Censés être une mesure temporaire pour soutenir une croissance économique chancelante, les taux négatifs et les mesures d’assouplissement quantitatif sont presque devenus la normalité en Europe. Et les régimes de retraite en paient le prix fort.

Les taux d’intérêt négatifs ou près de zéro sont en effet catastrophiques pour les gestionnaires de caisses de retraite européens, peut-on lire sur Bloomberg. Selon des estimations provenant d’une enquête de la société française Amundi réalisée auprès de 153 fournisseurs de prestations de retraite en Europe, une baisse de 1 % des taux d’intérêt entraîne une augmentation d’environ 20 % du passif et une réduction d’environ 10 % du ratio de capitalisation.

La situation des régimes européens est critique. Près d’un quart d’entre eux ont un niveau de capitalisation de moins de 90 %, et une plus grande proportion de régimes enregistrent des flux de trésorerie négatifs (40 %) que positifs (33 %).

Les administrateurs de ces caisses de retraite n’hésitent pas à accuser les banquiers centraux d’être responsables de leurs malheurs. Pas moins de 62 % des répondants sont d’accord pour dire que les mesures d’assouplissement quantitatif ont gonflé à outrance les engagements de leurs régimes. La moitié d’entre eux vont même jusqu’à dire que l’assouplissement quantitatif a carrément miné la viabilité à long terme des régimes de retraite.

Avenir compromis

Alors qu’environ 11,7 billions de dollars américains d’obligations affichent un coupon négatif à l’échelle mondiale, les caisses de retraite européennes s’inquiètent de ne pas pouvoir générer des rendements suffisants pour respecter leurs engagements.
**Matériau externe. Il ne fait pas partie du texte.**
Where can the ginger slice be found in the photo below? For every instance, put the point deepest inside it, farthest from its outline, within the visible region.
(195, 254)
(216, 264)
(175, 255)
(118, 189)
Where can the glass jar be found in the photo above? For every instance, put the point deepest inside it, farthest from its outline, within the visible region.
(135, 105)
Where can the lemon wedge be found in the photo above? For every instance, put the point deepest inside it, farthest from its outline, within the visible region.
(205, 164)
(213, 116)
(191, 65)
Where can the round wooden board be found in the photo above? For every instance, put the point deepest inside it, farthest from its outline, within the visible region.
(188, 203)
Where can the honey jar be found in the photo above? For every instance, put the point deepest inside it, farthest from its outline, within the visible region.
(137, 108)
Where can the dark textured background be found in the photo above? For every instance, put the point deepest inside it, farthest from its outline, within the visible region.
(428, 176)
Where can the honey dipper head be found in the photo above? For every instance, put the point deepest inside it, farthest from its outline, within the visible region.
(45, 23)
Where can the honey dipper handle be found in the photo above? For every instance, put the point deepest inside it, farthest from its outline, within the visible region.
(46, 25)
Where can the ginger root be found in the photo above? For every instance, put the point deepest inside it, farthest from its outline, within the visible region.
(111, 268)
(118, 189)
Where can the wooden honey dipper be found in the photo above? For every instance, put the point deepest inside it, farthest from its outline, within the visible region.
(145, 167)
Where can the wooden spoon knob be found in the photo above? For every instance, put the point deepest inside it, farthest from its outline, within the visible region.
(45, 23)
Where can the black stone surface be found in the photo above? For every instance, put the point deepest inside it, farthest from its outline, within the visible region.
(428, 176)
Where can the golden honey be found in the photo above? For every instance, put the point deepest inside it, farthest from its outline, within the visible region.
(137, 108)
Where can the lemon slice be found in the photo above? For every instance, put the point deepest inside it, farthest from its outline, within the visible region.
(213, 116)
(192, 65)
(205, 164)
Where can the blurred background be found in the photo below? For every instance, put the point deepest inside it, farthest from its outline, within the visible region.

Ainsi, 64 % d’entre elles s’attendent à obtenir des rendements de 5 % ou moins au cours des prochaines années.

Un rapport de la firme Pacific Investment Management publié la semaine dernière affirme que les taux inférieurs à zéro créent des défis importants pour les caisses de retraite, et que les politiques de taux négatifs ne disposeront plus de beaucoup de marge de manœuvre à mesure que les conséquences involontaires d’un tel assouplissement deviendront de plus en plus apparentes.

L’avenir ne s’annonce pas particulièrement radieux pour les régimes de retraite, les banques centrales ne montrant aucun signe imminent de normalisation de leur politique monétaire. Au contraire, la Fed a fait marche arrière, et la Banque centrale européenne a relancé son programme d’assouplissement quantitatif plus tôt cette année.

Seule lueur d’espoir à l’horizon, la Banque de Suède devrait ramener son taux directeur à 0 % jeudi après des années de taux négatifs, et ce, malgré un taux d’inflation toujours en-deçà de la cible. Si le scepticisme de la Banque de Suède par rapport aux mesures d’assouplissement quantitatif se répand à d’autres banquiers centraux, les régimes de retraite européens pourront peut-être reprendre leur souffle.